Rights of minority citizens

February 14, 2021

On the rights of religious minorities in the Case Law

The case law in Pakistan presents diverse trends with regard to protecting the rights of minority communities. Before the 1980s, the case law was mostly about issues related to personal or family laws, whereas afterwards, the focus shifted on collective or community concerns. It seems that minorities increasingly approached courts seeking protection of their socio-economic interests and their civil and political rights after the 1980s.

The secession of East Pakistan came as a marker of increased structural and systemic challenges for minorities. In addition, apparently two factors influenced minorities’ choice for seeking legal remedies. First, the introduction of the 1972 policy of nationalisation of educational institutions impacted the Christian, Parsi and Ahmadi communities in particular. With the surrendering of their educational institutions, these communities lost their social vibrancy and relevance to a large extent.

Second, the Islamisation of the education and political systems during the 1970s and 1980s posed new questions for the wellbeing of the minorities. Legal remedies were therefore sought for protecting their rights and freedoms. The remedies provided to various litigants varied from weak to moderate and regressive to progressive judgments.
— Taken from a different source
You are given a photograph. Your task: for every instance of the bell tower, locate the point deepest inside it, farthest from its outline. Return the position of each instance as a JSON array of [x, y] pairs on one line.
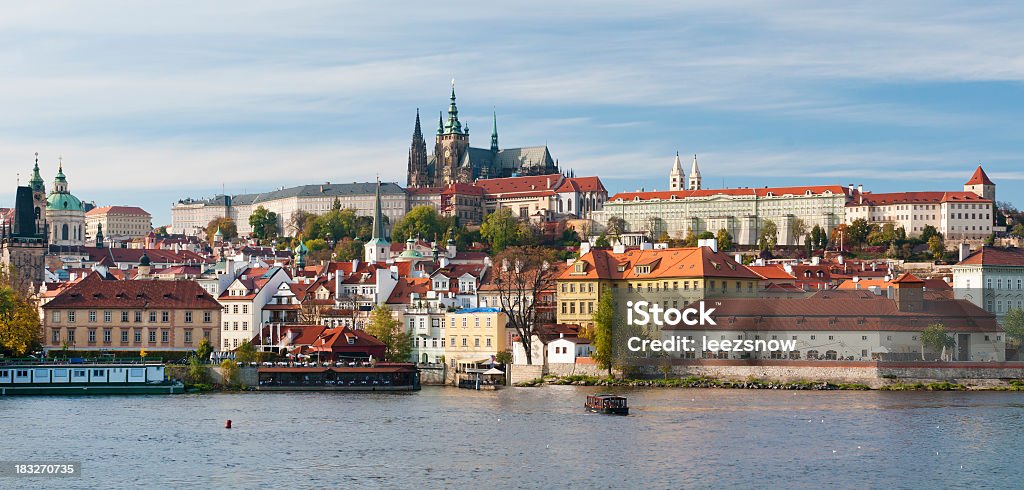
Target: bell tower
[[452, 143]]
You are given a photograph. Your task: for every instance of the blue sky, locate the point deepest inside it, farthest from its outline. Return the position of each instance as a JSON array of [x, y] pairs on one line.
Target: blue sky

Some of the judgments have shaped the overall discourse on rights and a pathway to where we are. We shall discuss a few milestones in this article.

Nationalisation of educational institutions

In 1987, a division bench of the Supreme Court of Pakistan passed an important judgment regarding church properties in The Christian Educational Endowment Trust, Lahore vs Deputy Commissioner Lahore and others (1987 SCMR 1189) on an appeal against a judgment of the Lahore High Court ((WP No.3387 of 1981)) of 1982 which had allowed part of the property belonging to the plaintiff to be used for purposes not related to the objectives of the Trust i.e. supporting education at Forman Christian College, Lahore. The judgment stated:

“Merely because the privately managed schools, along with their assets were to vest in the Government, under the terms of para 5 of Martial Law Regulation 118 it did not imply that Government had become the owner in relation to the buildings wherein schools or colleges were being run. The intention of MLR 118 manifestly was only to take over the management of the institutions and not to confiscate the property in which the privately managed school was being run.”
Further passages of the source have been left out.